Solved – Process for Standardising and Normalising data

normalizationsmoothingstandard deviationstandardization

This is a problem which I've previously solved very naively. I'm looking to apply more standard statistical theory to this problem in an attempt to get more accurate results. Any help with validating my approach or (rejecting it) and methods I could use would be appreciated (even the correct terms).

The problem is a commerce related one: I have a collection of products (say 100) which have a variety of attributes. For this example I'll pick 3 of them:

  1. Discount Percentage (Current Price/RRP) * 100
  2. Views (Number of times viewed)
  3. Stock Level

Using these attributes I wish to be able to configure various sorting rules in order to place these products into an order. The sorting rules are where the 'configuration' happens – but the statistical part of my problem comes before that.

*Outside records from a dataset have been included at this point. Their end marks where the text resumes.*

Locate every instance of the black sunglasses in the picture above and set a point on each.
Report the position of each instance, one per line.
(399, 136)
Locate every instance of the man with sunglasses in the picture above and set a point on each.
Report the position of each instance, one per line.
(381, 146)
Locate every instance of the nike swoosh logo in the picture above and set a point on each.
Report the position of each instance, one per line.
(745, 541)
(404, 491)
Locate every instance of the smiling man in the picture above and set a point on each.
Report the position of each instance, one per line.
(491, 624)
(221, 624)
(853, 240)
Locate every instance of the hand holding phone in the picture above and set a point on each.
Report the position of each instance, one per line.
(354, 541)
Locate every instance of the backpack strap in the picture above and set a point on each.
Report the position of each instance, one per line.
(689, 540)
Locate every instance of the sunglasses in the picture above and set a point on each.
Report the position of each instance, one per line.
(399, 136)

In order to compare these attributes of products properly I need to:

Standardize & Normalize.

The values and distribution of these attributes:

  1. Discount Percentage: 0 to 100 with a distribution where most products have values of 0(50% of products), 20(25%), 30(10%), 50 (15%)
  2. Views: 0 to 30000 with a fairly even distribution
  3. Stock Level: 0 to 40 with a fairly even distribution (but different from the distribution for views)

I take the entire population for each attribute, and using the max and min values I 'reset' each value to place in in a scale between 0 and 10 – where the maximum value is 0 and the minimum value is 10. For each member I work out if it is in the 0-10% percentile, 10-20 percentile etc. and give it a score of 1 to 10.

However I feel this is a very naive solution as it doesn't take into account the distribution. For some attributes I get 99 members of the population with a score of 10 and 1 member with a score of 0. I'd like a more even distribution where outliers cannot change the end result so drastically (is this called smoothing?). I could do this after the step above – but I think too much data is destroyed by this point to do a good job here. Is there a technique for doing both these steps at the same time (does this have a name?).

Am I right in thinking that the normalization method for each attribute might end up being different? Should I just use trial and error on my data until I get to something that I deem satisfactory or can I consistently achieve a more equatable distribution without having to manually tweak this process? I'd like to have a range of scores between 0 and 1 (rather than 0 and 10).

I with probably end up using R to help me with this as by all accounts it seems to be the best tool for the job. I'm not sure if it's overkill for what I see as being a fairly simple problem – but the complexity involved in the 'correct' Normalisation process may be beyond what I can easily do in my scripting language. Before I jump in with that though I'd like to validate my assumptions/theory.

Weighting

Once the above steps have taken place I allow domain knowledge experts to configure the weighting of these various attributes in order to determine the sort order (for example they may want to say that the number of views is 3 times more important than then stock level, in which case I'll multiple the normalised 'views' figure by 3, and then add it to the others before sorting the entire population). I've read that sometimes this knowledge could be incorporated into the standardisation process – so that the figures themselves take into account their importance relative to other attributes. I don't want to do this.

In the example above I've talked about a population of 100. My real population is between 1000 and 50000, but I still think this is small enough to be able to work with the whole set of data rather than taking a sample.

Best Answer

This doesn't really seem to be a statistical question - & note "standardize" & "normalize" have specialized meanings in statistics. Anyway, why not just order the $n$ observations for each attribute from $1$ to $n$ & score each with $s(x_{(i)})=\left(\frac{i-1}{n-1}\right)$ ? If you wanted to map them to standard Normal variates you could use $s(x_{(i)})=\Phi^{-1}\left(\frac{i-0.3}{n+0.4}\right)$, where $\Phi$ is the Normal cumulative distribution function - but they'll range from $+\infty$ to $-\infty$. "Standardize" usually means subtracting the sample mean from each observation & then dividing by the sample standard deviation, but that doesn't stop standardized values from bunching together at high or low values, & certainly doesn't constrain them to lie between $0$ and $1$. "Normalize" I thought meant multiplying the kernel of a probability distribution by a constant to make it integrate or sum to unity; but see here. Basically it will give you values between 0 & 1, but not stop the bunching - very similar to the first method you tried.